Do you mind if I include this in the Boneyard in two weeks' time?

Ben D said...

He's got a better beard than Darwin too, shame his stranger ideas overtook him in the end. Good article!

Lim Leng Hiong said...

To Julia:

Of course I don't mind, please go ahead and include it in the Boneyard. Cheers!

To Ben:

Thanks!

Wallace does have a great beard. To add to that - look at his full head of hair!

As for his strange ideas, throughout his life Wallace was suspicious of authority figures and liked associating with fringe ideas (and in those days, natural selection was a very fringe idea indeed).

This anti-establishment trait led him up some right roads and down some wrong roads. Whatever his views on other scientific or social topics, he has never wavered on his conviction about natural selection. I think history is a bit unfair to him, considering that Darwin also had some wrong ideas about evolution, such as blended inheritance.

John - Evolutionary Middleman said...

"This could have a sparked off a fierce academic rivalry, but to the credit of both scientists, the situation was amicably resolved."

And...

"They agreed to announce their discovery jointly at the Linnean Society meeting on the first of July."

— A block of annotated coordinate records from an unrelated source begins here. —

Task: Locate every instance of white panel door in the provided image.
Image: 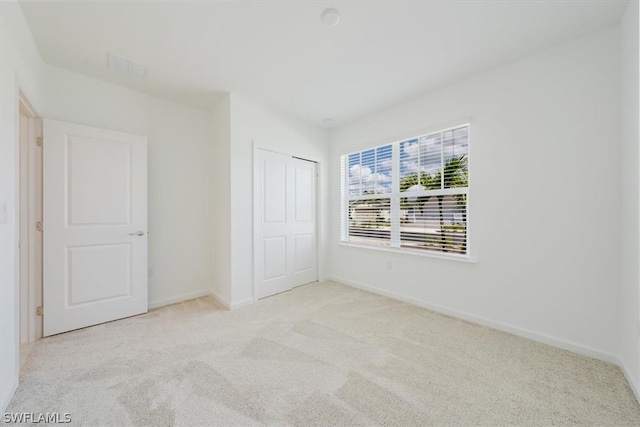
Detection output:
[255,150,318,298]
[289,158,318,287]
[43,120,147,336]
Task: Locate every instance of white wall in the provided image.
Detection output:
[620,0,640,398]
[45,66,212,307]
[211,95,231,308]
[0,2,43,413]
[231,94,328,307]
[329,29,621,361]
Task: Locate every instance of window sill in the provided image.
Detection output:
[339,242,478,264]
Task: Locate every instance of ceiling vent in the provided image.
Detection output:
[107,53,147,79]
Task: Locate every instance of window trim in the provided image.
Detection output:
[338,123,470,264]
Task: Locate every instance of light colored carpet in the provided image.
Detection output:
[8,282,640,426]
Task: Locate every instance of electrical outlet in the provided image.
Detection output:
[0,203,9,224]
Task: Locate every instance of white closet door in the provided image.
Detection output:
[290,158,318,287]
[43,120,147,336]
[255,150,318,298]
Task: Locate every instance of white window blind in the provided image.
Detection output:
[341,125,469,256]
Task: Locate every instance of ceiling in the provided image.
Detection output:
[21,0,626,126]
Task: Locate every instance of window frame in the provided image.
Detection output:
[339,121,470,263]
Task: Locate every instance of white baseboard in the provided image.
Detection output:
[231,298,255,310]
[328,277,620,365]
[617,359,640,403]
[210,291,255,310]
[149,289,211,310]
[209,290,231,310]
[0,378,18,414]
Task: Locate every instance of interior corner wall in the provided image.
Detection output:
[45,65,212,308]
[231,94,329,307]
[0,1,44,413]
[211,95,231,308]
[329,28,621,362]
[620,0,640,399]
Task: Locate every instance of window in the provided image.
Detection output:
[341,125,469,256]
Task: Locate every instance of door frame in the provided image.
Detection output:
[252,141,322,304]
[16,90,43,348]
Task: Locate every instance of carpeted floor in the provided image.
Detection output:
[7,282,640,426]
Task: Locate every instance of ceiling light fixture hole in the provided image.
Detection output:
[322,7,340,27]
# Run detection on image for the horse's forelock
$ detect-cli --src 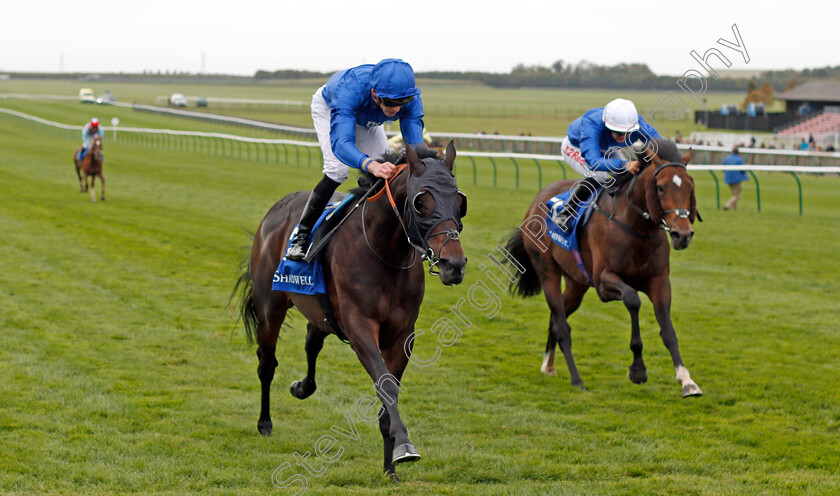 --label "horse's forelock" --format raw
[645,174,662,224]
[651,138,682,164]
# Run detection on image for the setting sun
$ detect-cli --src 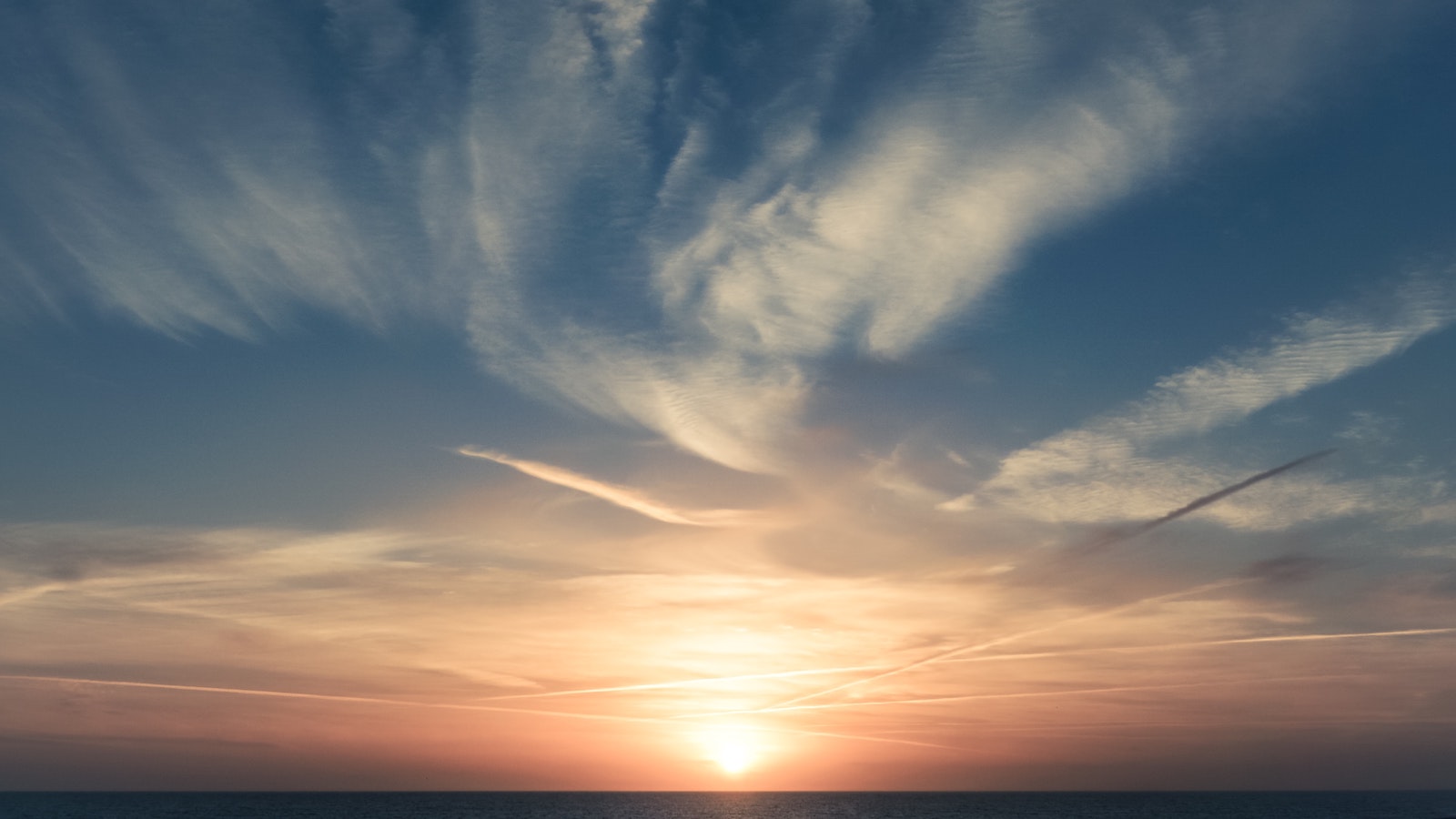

I agree with the gist of your post, however, as I pointed out over at The Primate Diaries, too much can be made of Darwin's "generosity" towards Wallace. (And understand, I am a big Darwin guy. I just think he gets a little too much credit here).

There was no "agreement" at the time. Wallace was still in Southeast Asia. Darwin knew he had to finally reveal the theory he was sitting on for 20 years or lose it completely to Wallace. I GUESS to his credit, he included Wallace's paper along with his. However, I think any knowledgeable man of his time would realize that history would not be kind to him had he done otherwise. To completely exclude Wallace at that point would have verged on evil.

Had it not been for Wallace, Darwin most certainly would not have made the theory public at that time. Maybe he would have done it in another decade. Maybe he would have done it after death - taking a cowards way out. Who knows? We only DO know that Darwin knew about Natural Selection for 20 years and despite Sir Lyle and Huxley exhorting him to publish - he didn't.

Lim Leng Hiong said...

Hi John,

You're right - Wallace was only informed after the fact. My mistake.

I think this further emphasizes Wallace's importance to biological evolution. Thanks!